Autora: Josianne Luise Amend (JosiLuA)
Se em algum momento simplesmente parássemos tudo só para voltar num determinado acontecimento da vida e analisássemos quadro a quadro os sentimentos que tivemos no decorrer daquela época, talvez o presente pudesse ser modificado. Sentir o que nos transformou e entender nossas ações, ao invés de lamentar o que hoje estamos passando pode ajudar em libertação.
Talvez, naquela época fomos induzidos pelo cansaço extremo, falta de maturidade, ignorância ou impaciência, levando-nos a saborear hoje amargamente as consequências. A culpa pode nos acompanhar por toda a vida e, mesmo tentando justificar nossos atos, no fundo sabemos que plantamos a semente errada. Nem tudo está perdido, quando aceitamos o erro e, sem orgulho, nos perdoamos e colocamos em prática, mudanças importantes na maneira de exercer nossa forma de agir e pensar.
Se prejudicamos o processo ao qual nos propusemos, por falta de experiência ou impulsividade, há como mudar, talvez não o que aconteceu, mas o que ainda pode ser salvo e que está em nossas mãos. Por isso, ter humildade e discernimento para enxergar nossos próprios erros é tão importante.
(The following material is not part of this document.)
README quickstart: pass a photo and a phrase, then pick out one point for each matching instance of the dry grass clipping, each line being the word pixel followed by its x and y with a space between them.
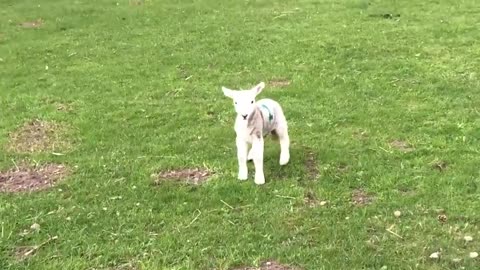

Sem isso, andaremos numa esteira, encontrando de tempos em tempos os mesmos problemas, talvez com a mesma pessoa, talvez com outras. Este círculo vicioso é em grande parte o que não conseguimos trabalhar e aceitar como falhas.
Todos erram! Estamos aqui para aprender, como num grande laboratório da vida. Precisamos apenas ter consciência de que algumas coisas não funcionam, outras não se misturam e ainda outras podem mudar toda uma vida. É com experiências ruins que explodimos corações, adulteramos pensamentos e quebramos relações importantes. E nos perguntamos se foi inconsequência, falta de atenção ou excesso de egoísmo. Se há conserto não sabemos ao certo, pois não cabe só a nós e à nossa vontade. Envolvemos pessoas em situações traumáticas que, para elas, pode transformá-las duramente, ou quem sabe, se elas forem capazes, possa haver perdão. Fato é que somos responsáveis por boa parte do que acontece com a vida, dependendo de quem somos, como agimos e o que causamos.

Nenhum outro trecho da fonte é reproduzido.